Einige AusdrĂŒcke des schweizerdeutschen Wortschatzes haben ihren Eingang ins allgemein verbreitete Hochdeutsch gefunden, so z. B. MĂŒesli oder Putsch, andere als sog. Helvetismen in die regionale Hochsprache (Schweizer Hochdeutsch). Bei Schweizer Schriftstellern erscheinen schweizerische Wörter in unterschiedlichem Mass.

Schreibweise

Alle Mundarten beziehungsweise Dialekte im deutschsprachigen Raum haben eines gemeinsam: Es gibt fĂŒr sie keine standardisierte Rechtschreibung.

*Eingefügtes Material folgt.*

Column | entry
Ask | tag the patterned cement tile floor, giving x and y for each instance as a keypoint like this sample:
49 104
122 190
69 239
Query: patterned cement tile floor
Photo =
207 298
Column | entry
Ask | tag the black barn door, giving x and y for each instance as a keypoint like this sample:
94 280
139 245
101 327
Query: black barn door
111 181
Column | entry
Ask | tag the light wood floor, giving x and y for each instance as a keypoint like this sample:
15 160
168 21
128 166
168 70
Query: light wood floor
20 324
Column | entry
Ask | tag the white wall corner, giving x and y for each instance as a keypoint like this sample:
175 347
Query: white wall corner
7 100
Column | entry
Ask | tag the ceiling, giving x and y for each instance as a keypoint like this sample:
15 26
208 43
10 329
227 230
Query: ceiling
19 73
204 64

Genauso verhĂ€lt es sich mit den schweizerdeutschen Dialektformen.

In der Dialektliteratur lassen sich grob gesehen zwei verschiedene Schreibsysteme unterscheiden: Entweder eine weitgehend phonologische Schreibung, beispielsweise in Eugen Dieths Vorschlag SchwyzertĂŒtschi DialĂ€ktschrift, oder eine weitergehende Orientierung an der standarddeutschen Schreibung in der Tradition der Ă€lteren Dialektliteratur, beispielsweise in Werner Martis Vorschlag BĂ€rndĂŒtschi Schrybwys.

Der Alltagsgebrauch, beispielsweise in SMS, Chat, E-Mail oder persönlichen Briefen, ist weitgehend unbeeinflusst von den Schreibungen der Dialektliteratur. Vielmehr ist die Einstellung verbreitet, man schreibe den Dialekt «nach GefĂŒhl» oder «so, wie man es sagt», eine Einstellung, derzufolge die Rechtschreibung zur DomĂ€ne des Standarddeutschen gehört, nicht aber zum Dialekt.

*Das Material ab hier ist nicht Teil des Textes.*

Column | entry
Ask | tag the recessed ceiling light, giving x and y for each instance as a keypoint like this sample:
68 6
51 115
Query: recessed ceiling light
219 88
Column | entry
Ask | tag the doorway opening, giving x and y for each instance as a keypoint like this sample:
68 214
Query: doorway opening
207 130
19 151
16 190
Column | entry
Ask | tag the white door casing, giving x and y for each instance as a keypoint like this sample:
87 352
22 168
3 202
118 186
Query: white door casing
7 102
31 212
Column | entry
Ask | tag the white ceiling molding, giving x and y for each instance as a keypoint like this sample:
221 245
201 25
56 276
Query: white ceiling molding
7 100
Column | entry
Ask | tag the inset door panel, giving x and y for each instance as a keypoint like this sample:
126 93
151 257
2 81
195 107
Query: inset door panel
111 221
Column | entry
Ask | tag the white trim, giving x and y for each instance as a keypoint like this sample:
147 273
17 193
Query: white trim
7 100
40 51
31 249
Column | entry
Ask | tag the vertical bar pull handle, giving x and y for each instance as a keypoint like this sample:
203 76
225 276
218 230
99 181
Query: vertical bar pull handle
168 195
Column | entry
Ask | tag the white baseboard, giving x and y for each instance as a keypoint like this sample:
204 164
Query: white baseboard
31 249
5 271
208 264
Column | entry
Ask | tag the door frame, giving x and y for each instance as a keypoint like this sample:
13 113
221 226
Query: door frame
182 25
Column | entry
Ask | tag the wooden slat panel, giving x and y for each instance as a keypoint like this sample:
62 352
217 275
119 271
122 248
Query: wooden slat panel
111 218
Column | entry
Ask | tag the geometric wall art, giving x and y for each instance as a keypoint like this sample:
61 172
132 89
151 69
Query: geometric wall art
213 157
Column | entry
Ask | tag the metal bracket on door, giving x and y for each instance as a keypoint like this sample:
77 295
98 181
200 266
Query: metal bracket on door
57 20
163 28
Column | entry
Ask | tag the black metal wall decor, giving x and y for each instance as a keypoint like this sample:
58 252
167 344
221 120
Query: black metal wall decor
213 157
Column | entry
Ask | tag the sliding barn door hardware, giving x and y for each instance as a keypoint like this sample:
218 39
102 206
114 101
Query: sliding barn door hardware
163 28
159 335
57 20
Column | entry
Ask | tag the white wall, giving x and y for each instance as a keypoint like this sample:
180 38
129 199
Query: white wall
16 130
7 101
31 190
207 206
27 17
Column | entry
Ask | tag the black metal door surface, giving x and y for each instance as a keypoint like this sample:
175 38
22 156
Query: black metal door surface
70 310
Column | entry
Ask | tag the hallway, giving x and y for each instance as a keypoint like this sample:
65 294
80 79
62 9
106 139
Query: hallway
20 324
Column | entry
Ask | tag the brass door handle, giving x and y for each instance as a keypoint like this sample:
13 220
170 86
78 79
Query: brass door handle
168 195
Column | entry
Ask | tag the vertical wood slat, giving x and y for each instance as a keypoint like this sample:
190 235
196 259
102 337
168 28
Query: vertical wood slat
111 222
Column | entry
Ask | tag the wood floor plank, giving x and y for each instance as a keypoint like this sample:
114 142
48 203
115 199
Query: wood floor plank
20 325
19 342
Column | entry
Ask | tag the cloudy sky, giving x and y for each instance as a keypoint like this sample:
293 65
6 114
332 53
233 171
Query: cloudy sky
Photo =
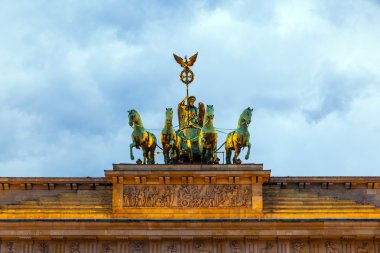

Eine Sonderstellung hat das Baseldeutsche, und zwar insbesondere die SchnitzelbÀnke an der Basler Fasnacht, insofern als sich die Schreibung dieser traditionellen Literaturform stark am baseldeutschen Wörterbuch orientiert.

Im Grossen und Ganzen richten sich alle Verschriftungen des Schweizerdeutschen nach den Laut-Buchstaben-Zuordnungen der Standardsprache. Es gibt allerdings einige Abweichungen:

  • k und ck bezeichnen die Affrikate [kÍĄx].
  • gg bezeichnet einen anderen Laut als g, nĂ€mlich die (unaspirierte) Fortis [k].
  • y bezeichnet in einheimischen Wörtern und Namen immer [iː] oder [i]. Diese Verwendung geht auf eine spĂ€tmittelalterliche Ligatur aus ij zurĂŒck.
  • Ă€ wird oft fĂŒr das Schwa verwendet; diese Schreibung ist eine Besonderheit des Alltagsgebrauchs, wĂ€hrend sie in der Dialektliteratur nur sehr selten anzutreffen ist.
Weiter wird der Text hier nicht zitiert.